BMW-Absatz im ersten Quartal rückläufig: China und Elektroautos als Schwachstellen
BMW verkauft weniger Autos - China und E-Autos schwächeln

BMW verzeichnet deutlichen Absatzrückgang im ersten Quartal

Die BMW Group hat im ersten Quartal des Jahres einen spürbaren Rückgang bei den weltweiten Fahrzeugverkäufen zu verzeichnen. Insgesamt setzte der Münchner Automobilkonzern 565.748 Fahrzeuge ab, was einem Minus von 3,5 Prozent gegenüber dem Vorjahreszeitraum entspricht. Diese Entwicklung wird maßgeblich durch zwei Faktoren beeinflusst: die schwache Nachfrage auf dem chinesischen Markt und die aktuellen Herausforderungen im Bereich der Elektromobilität.

Regionale Unterschiede und Markenentwicklung

Die regionale Verteilung der Verkaufszahlen zeigt deutliche Unterschiede. Besonders auffällig ist der Einbruch auf dem chinesischen Markt, wo der Absatz um satte 10 Prozent auf 144.000 Fahrzeuge zurückging. Auch in den USA gab es einen Rückgang von 4,3 Prozent auf gut 90.000 Einheiten. Positiv entwickelte sich dagegen der Heimatmarkt Deutschland mit einem Wachstum von 10,7 Prozent auf 68.000 Fahrzeuge. Europa insgesamt verzeichnete ein Plus von drei Prozent auf über 236.000 Fahrzeuge.

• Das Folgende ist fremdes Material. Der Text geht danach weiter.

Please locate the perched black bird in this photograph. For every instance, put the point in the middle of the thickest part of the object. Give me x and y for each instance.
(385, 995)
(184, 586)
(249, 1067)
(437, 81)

Bei den einzelnen Marken des Konzerns zeigt sich ein gemischtes Bild. Die Kernmarke BMW musste einen Absatzrückgang von 4,6 Prozent auf 496.050 Fahrzeuge hinnehmen. Die Tochter Mini konnte dagegen um 5,9 Prozent auf 68.427 Fahrzeuge zulegen. Rolls-Royce verzeichnete einen Rückgang von 8 Prozent auf 1.271 Fahrzeuge.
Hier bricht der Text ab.